Variational Autoencoder - How many Normal Distributions for Posterior

I am currently reading about variational autoencoders.

Some of the papers I've read are:

The papers differ in one fundamental issue, Doersch only has one layer which produces the standard deviation and mean of a normal distribution, which is located in the encoder, whereas the other have two such layers, one in exactly the same position in the encoder as Doersch and the other one in the last layer, before the reconstructed value.

I have seen the variant with only one such layer in some machine learning books as well.

So which one of the two methods is used more often? Is one superior to the other? What is the philosophy in using one vs using two such layers? (A good scheme can be found in the last paper on page 3)

As requested I am adding a graphic: This graphic is from the last paper I linked. It shows the typical latent variable layer, produced by sampling from a normal distribution. The $$\mu_z$$ and $$\sigma_z$$ are generated by the neural network. The first paper I mentioned only uses the latent layer in the encoding part, meaning the right part of the graphic, the decoder, does not have a sampling and does not produce $$\mu_x$$ and $$\sigma_x$$, but instead just recreates the input just by a normal feedforward network.

So to repeat my question: What are advantages/disadvantages of the the two approaches.

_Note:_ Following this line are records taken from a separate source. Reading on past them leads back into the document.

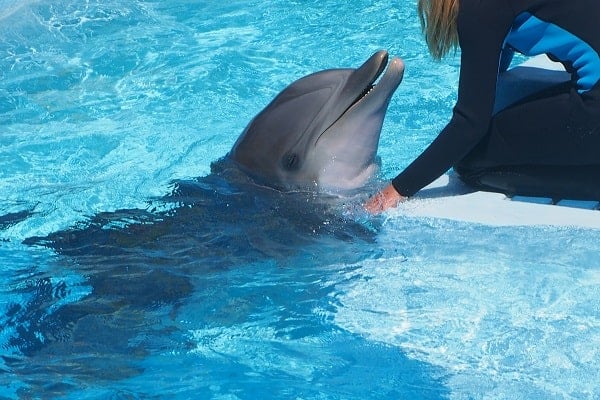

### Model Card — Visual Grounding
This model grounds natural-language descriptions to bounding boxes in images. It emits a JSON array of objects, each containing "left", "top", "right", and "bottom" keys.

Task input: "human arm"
[
  {"left": 365, "top": 184, "right": 406, "bottom": 214},
  {"left": 392, "top": 0, "right": 514, "bottom": 200}
]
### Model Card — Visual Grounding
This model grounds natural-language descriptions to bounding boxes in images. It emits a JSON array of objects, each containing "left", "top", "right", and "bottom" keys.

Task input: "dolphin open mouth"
[
  {"left": 317, "top": 50, "right": 404, "bottom": 141},
  {"left": 342, "top": 53, "right": 389, "bottom": 108}
]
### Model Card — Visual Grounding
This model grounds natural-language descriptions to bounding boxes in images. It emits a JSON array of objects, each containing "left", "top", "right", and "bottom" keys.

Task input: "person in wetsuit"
[{"left": 365, "top": 0, "right": 600, "bottom": 213}]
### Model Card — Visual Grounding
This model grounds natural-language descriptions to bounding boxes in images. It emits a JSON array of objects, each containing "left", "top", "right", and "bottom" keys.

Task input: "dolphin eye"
[{"left": 282, "top": 153, "right": 300, "bottom": 171}]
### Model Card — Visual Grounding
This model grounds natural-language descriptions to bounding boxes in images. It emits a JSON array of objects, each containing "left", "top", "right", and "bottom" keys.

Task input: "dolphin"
[
  {"left": 11, "top": 51, "right": 404, "bottom": 384},
  {"left": 227, "top": 50, "right": 404, "bottom": 192}
]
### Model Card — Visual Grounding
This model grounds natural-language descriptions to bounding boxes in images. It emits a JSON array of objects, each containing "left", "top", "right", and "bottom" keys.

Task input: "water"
[{"left": 0, "top": 0, "right": 600, "bottom": 399}]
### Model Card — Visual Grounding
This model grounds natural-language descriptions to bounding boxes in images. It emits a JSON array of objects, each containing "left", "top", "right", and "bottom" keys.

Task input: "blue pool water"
[{"left": 0, "top": 0, "right": 600, "bottom": 399}]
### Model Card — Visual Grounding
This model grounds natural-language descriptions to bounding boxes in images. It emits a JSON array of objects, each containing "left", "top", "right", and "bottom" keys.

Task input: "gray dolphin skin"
[{"left": 227, "top": 50, "right": 404, "bottom": 193}]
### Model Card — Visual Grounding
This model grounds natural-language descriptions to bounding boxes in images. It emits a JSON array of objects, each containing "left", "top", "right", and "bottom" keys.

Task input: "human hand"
[{"left": 364, "top": 184, "right": 406, "bottom": 214}]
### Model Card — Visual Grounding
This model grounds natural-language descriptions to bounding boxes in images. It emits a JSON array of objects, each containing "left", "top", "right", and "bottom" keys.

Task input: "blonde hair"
[{"left": 417, "top": 0, "right": 459, "bottom": 60}]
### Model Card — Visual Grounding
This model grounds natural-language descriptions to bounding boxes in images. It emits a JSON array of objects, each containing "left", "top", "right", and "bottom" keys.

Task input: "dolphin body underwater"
[{"left": 0, "top": 51, "right": 404, "bottom": 386}]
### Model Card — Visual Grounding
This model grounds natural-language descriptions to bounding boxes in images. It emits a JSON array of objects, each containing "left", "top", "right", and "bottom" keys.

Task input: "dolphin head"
[{"left": 228, "top": 50, "right": 404, "bottom": 192}]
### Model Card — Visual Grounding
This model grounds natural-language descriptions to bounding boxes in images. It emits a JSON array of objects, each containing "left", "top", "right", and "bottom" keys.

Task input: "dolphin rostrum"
[{"left": 226, "top": 50, "right": 404, "bottom": 192}]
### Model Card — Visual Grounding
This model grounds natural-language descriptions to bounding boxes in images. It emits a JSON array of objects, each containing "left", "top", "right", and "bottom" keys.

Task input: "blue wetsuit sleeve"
[
  {"left": 499, "top": 46, "right": 515, "bottom": 72},
  {"left": 392, "top": 0, "right": 514, "bottom": 196}
]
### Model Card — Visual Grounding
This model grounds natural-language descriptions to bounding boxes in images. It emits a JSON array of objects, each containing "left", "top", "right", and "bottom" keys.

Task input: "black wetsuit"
[{"left": 392, "top": 0, "right": 600, "bottom": 198}]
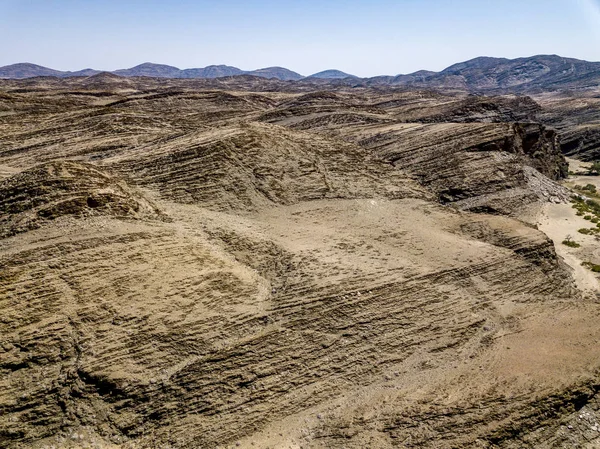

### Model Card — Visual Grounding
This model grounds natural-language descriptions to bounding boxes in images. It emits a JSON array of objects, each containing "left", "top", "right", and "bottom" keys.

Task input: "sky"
[{"left": 0, "top": 0, "right": 600, "bottom": 77}]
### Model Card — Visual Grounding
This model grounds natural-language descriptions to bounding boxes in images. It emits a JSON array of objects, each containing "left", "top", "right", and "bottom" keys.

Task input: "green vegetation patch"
[{"left": 581, "top": 262, "right": 600, "bottom": 273}]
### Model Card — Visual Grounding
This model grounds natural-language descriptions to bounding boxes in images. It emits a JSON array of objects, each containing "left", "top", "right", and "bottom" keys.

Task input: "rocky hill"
[
  {"left": 309, "top": 69, "right": 356, "bottom": 79},
  {"left": 0, "top": 55, "right": 600, "bottom": 94},
  {"left": 0, "top": 73, "right": 600, "bottom": 449},
  {"left": 394, "top": 55, "right": 600, "bottom": 92}
]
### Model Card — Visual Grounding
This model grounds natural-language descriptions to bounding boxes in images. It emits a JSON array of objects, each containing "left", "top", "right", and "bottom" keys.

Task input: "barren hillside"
[{"left": 0, "top": 74, "right": 600, "bottom": 449}]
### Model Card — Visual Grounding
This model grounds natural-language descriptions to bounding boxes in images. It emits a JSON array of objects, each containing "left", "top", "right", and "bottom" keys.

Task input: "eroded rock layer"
[{"left": 0, "top": 77, "right": 600, "bottom": 449}]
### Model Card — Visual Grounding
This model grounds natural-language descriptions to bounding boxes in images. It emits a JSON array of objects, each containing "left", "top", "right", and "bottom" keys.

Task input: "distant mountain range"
[
  {"left": 0, "top": 62, "right": 304, "bottom": 81},
  {"left": 0, "top": 55, "right": 600, "bottom": 92}
]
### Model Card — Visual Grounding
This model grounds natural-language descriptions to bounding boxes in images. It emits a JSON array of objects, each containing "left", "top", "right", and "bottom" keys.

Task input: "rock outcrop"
[{"left": 0, "top": 76, "right": 600, "bottom": 449}]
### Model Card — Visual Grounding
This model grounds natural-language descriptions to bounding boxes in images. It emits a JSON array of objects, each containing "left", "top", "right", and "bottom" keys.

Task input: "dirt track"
[{"left": 0, "top": 77, "right": 600, "bottom": 449}]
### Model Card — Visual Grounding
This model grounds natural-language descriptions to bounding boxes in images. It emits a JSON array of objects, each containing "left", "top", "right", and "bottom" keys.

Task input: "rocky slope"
[
  {"left": 0, "top": 75, "right": 600, "bottom": 449},
  {"left": 0, "top": 55, "right": 600, "bottom": 94}
]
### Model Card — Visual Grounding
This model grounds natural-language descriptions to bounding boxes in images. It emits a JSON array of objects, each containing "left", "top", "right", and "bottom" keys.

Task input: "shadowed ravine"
[{"left": 0, "top": 74, "right": 600, "bottom": 449}]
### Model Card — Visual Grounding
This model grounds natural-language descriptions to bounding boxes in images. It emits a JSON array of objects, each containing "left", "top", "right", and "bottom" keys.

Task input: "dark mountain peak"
[{"left": 440, "top": 56, "right": 510, "bottom": 73}]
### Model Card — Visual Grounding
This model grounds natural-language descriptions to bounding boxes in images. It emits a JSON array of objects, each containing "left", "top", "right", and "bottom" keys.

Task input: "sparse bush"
[
  {"left": 581, "top": 262, "right": 600, "bottom": 273},
  {"left": 563, "top": 235, "right": 581, "bottom": 248},
  {"left": 589, "top": 161, "right": 600, "bottom": 176}
]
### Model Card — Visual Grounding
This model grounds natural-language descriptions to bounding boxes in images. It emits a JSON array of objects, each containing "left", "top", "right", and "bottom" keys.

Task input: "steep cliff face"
[
  {"left": 0, "top": 78, "right": 600, "bottom": 449},
  {"left": 0, "top": 161, "right": 160, "bottom": 237}
]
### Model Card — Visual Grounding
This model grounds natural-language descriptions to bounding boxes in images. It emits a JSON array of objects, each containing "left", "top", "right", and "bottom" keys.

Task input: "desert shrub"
[
  {"left": 581, "top": 262, "right": 600, "bottom": 273},
  {"left": 589, "top": 161, "right": 600, "bottom": 175}
]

• Could you clarify the question a bit? Add an image perhaps, visualizing what you are asking about? – Jan Kukacka Jun 24 at 11:51
• Dont let the Turkeys get you down. -Ronald Reagan referring to being grossly heckled by democrat media while on thanksgiving vacation. It's a decent question. There could be some formatting, but I don't see why it was close-voted. This seems legit. – EngrStudent Jun 29 at 23:55

A VAE defines a distribution: $$P(x) = \int P(x|z)P(z) dz$$. $$P(x|z)$$ is often a normal distribution $$\mathcal{N}(\mu, \sigma^2)$$ whose mean and/or variance are parameterized by a neural network (called the "decoder").
In some cases, we assume a fixed variance $$\sigma^2$$, but in other cases we might try to model the variance as well. Of course we always have to output $$\mu$$.
I want to point out that even in the cases where you don't have two layers, you are still outputting $$\mu$$. Simply training with MSE loss is equivalent to maximizing log likelihood under a gaussian with mean $$\mu$$ (and $$\sigma^2$$ is implicitly some fixed value which depends on the scaling of the MSE loss term vs the KL loss term).
The advantages of modeling $$\sigma^2$$ is a slightly more expressive model, and the ability to say that the model is more uncertain about some dimensions than other dimensions.
The disadvantages is that it's slightly more work to code, and in most cases people only use the mean of the distribution, so there's no reason to bother. You also have to worry about degenerate optimum -- the model could overfit to a small dataset by perfectly memorizing $$\mu$$, and then by setting $$\sigma^2 \rightarrow 0$$, leading to negative infinity loss.